Книга о разведчиках, стр. 67

— Нет. Всю жизнь так хожу… А рукавиц не нашивал никогда. В любой мороз — понятия об них не имею. — Он остановился передо мной, повернувшись к ветру расстегнутой грудью. — И вообще я не знаю, сколько во мне силы, предела ее не знаю.

— Ну уж прямо… — усомнился я.

— А чо, не веришь? — В глазах у него блеснули озорные искорки, дрогнули ноздри. Вспоминаю, он таким всегда был, когда затевал с кем-либо бороться. А бороться для него — хлебом не корми. Он и людей близких делит, по-моему, только на две категории: на тех, с кем он боролся, и на тех, кто не способен бороться… — У меня культя, — продолжал он, — всего лишь восемь сантиметров, я я всегда ходил на костылях, а не на протезе. И вот когда работал фуражиром на ферме, то во время сенокоса, когда настроение такое случалось, отбрасывал костыли, становился к скирде с вилами и целый день, бывало, метал сено. Ты знаешь, что это такое?

Если откровенно, не знаю — не помню, чтобы когда-нибудь метал сено, наверное, не приходилось. Но догадываюсь, что дело это, несомненно, тяжелое, а чтоб к тому же на одной ноге — такого никогда не слыхивал.

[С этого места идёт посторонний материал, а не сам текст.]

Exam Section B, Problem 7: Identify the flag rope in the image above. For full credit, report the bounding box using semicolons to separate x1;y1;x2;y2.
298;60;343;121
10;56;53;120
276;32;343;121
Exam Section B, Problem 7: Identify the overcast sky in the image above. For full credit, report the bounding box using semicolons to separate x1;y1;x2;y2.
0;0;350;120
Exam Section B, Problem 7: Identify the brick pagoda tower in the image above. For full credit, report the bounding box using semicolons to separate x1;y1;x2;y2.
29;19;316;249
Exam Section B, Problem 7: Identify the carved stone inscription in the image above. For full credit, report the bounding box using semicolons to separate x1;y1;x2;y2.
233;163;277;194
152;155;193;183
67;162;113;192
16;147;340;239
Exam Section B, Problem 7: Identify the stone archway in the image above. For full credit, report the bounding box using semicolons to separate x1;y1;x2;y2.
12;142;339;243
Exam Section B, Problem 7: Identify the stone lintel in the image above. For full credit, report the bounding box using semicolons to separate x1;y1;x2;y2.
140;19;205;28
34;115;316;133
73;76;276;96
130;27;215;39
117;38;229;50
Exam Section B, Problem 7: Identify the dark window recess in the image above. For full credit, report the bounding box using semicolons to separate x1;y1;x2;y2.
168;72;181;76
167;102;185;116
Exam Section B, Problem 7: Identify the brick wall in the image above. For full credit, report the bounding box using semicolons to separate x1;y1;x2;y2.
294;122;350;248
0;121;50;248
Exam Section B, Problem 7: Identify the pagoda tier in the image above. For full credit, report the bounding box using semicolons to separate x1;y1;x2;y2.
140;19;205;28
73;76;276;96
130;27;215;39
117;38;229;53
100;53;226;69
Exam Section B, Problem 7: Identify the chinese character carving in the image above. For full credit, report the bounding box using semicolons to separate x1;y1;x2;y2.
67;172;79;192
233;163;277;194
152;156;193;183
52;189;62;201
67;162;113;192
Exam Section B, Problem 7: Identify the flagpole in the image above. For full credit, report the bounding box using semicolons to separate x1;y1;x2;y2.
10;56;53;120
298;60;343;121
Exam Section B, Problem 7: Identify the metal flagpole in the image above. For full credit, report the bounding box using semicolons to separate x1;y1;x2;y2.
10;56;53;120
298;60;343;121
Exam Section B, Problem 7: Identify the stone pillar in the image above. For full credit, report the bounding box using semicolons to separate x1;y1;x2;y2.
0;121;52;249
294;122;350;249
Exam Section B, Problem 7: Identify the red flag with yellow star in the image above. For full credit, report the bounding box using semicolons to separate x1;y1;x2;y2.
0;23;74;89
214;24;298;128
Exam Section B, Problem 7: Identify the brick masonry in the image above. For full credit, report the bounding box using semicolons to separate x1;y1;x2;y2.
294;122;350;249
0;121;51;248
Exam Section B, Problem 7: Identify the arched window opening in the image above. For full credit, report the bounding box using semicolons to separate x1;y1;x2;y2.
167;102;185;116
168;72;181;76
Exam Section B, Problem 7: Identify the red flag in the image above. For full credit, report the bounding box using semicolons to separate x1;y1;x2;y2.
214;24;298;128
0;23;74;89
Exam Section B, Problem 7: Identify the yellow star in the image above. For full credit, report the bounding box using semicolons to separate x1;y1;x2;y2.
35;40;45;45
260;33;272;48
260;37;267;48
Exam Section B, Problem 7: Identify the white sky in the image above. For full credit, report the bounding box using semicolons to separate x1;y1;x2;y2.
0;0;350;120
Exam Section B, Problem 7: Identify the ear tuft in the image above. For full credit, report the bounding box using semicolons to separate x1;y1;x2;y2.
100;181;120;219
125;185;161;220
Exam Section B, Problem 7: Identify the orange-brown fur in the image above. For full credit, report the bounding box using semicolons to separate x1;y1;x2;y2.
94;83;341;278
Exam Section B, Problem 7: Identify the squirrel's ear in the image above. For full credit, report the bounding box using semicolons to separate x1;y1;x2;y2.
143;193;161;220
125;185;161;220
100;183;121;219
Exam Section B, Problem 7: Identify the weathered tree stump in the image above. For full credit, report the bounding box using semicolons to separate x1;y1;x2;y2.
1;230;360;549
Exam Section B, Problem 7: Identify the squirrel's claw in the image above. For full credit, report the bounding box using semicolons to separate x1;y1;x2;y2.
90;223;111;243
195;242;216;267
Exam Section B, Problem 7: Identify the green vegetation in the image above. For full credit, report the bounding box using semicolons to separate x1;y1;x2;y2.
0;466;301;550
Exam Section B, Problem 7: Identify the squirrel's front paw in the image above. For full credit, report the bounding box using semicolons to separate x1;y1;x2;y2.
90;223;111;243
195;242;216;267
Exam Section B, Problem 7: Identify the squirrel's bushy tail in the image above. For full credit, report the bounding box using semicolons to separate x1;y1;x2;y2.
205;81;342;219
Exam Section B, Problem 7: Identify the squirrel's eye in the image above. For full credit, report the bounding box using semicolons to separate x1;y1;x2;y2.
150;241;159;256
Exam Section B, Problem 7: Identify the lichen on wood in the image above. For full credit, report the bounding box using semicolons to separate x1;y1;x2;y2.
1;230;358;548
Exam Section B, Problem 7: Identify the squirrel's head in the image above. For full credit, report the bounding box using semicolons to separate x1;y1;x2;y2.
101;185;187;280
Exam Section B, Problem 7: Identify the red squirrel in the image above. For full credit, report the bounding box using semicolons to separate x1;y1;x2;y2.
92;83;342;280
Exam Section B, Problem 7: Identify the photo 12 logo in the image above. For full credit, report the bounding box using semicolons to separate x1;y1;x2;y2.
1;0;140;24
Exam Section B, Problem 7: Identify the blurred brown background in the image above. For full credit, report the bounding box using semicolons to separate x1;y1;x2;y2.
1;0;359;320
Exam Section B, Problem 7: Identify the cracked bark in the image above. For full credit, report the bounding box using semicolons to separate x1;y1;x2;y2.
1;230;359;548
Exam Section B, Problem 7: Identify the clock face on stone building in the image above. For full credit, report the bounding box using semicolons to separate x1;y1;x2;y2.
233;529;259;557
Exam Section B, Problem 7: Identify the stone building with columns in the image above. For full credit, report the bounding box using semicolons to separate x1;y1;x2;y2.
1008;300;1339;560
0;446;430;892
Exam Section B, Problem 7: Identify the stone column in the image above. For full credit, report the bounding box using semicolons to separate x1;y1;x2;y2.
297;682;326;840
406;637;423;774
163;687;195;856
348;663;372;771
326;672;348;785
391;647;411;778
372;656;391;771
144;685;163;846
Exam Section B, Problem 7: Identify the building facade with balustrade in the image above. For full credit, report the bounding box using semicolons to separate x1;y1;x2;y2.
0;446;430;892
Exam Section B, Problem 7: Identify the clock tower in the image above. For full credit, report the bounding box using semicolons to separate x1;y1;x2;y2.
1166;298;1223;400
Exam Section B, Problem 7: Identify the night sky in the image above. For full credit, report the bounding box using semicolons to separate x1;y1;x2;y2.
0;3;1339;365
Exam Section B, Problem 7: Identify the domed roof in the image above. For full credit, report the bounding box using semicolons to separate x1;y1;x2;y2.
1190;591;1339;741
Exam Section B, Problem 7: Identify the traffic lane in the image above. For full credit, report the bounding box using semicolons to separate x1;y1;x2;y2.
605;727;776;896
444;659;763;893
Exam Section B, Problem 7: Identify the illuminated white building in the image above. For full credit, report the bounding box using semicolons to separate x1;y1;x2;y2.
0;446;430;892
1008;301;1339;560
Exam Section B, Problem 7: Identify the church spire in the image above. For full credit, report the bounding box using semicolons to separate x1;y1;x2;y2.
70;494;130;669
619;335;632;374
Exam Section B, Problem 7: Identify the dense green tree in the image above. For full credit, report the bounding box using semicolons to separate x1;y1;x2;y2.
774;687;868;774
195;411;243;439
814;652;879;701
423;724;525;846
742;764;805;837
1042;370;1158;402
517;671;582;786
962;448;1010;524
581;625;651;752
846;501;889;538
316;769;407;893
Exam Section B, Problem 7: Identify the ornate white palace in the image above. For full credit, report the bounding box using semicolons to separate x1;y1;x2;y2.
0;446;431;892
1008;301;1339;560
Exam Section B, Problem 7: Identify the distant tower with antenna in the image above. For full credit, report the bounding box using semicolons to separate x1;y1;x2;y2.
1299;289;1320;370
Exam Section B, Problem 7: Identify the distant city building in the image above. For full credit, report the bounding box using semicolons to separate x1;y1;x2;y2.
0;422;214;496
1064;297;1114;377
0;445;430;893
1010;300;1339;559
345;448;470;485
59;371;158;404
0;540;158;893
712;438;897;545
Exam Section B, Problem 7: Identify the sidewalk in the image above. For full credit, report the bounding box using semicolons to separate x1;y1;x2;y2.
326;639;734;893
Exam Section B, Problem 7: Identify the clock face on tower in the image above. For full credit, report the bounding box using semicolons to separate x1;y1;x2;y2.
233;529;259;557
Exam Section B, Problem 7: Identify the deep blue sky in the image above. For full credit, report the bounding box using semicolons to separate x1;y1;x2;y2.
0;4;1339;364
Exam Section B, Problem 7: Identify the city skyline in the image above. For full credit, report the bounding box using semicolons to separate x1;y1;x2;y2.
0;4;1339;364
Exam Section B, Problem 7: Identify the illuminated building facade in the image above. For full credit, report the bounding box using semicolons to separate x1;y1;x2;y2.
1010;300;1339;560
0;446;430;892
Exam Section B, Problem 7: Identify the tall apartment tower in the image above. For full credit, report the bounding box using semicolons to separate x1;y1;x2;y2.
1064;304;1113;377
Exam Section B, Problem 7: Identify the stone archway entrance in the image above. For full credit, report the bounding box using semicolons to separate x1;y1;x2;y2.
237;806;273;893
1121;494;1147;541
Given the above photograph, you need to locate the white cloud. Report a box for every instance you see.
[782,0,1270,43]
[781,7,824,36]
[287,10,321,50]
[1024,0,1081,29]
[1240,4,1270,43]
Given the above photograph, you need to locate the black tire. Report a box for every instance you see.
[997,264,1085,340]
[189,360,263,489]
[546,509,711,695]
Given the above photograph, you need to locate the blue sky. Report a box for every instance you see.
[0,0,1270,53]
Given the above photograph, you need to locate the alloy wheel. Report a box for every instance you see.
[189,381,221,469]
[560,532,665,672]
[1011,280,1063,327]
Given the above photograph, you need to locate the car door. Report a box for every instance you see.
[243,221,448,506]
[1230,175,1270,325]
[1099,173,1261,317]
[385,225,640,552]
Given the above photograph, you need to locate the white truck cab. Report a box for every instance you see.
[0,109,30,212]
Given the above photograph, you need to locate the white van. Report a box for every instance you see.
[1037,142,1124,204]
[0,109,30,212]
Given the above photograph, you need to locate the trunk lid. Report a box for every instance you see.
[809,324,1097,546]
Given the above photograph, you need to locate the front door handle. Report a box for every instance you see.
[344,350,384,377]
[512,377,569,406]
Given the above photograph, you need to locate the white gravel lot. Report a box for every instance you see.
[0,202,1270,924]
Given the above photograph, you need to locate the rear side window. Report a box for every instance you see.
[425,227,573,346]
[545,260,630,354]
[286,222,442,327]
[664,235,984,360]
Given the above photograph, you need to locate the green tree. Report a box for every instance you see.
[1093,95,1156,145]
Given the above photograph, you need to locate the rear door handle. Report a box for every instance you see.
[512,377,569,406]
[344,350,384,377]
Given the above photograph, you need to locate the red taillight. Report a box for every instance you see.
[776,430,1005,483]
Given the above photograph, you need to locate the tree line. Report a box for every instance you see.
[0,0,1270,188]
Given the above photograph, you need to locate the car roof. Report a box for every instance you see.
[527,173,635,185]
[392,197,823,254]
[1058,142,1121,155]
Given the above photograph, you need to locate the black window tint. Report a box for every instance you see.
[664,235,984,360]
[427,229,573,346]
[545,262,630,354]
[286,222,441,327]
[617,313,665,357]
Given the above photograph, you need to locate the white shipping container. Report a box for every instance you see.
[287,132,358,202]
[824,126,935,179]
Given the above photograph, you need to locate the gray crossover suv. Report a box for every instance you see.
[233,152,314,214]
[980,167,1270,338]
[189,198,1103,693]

Мы зашли в котельную: котел как котел, труба как труба — дымит, гора угля. А я ищу здесь во всем что-то необычное — кочегар-то уж больно необычен!

Потом мы зашли в школу. В сельский Совет.

— Зарплату сегодня должны давать, — пояснил Иван.

Но зарплату в сельсовете не давали. Да и не шибко она ему нужна была в этот день. Не иначе, как просто хотелось показать сельчанам (да и начальству сельсоветскому) городского гостя, однополчанина, приехавшего специально к нему издалека и через много лет.

Зашли в магазин — в обычное в каждом поселке место встреч, разговоров и пересудов сельчан. Часами стоят тут женщины да и мужчины, не знающие, куда девать зимой время. Здесь — все новости.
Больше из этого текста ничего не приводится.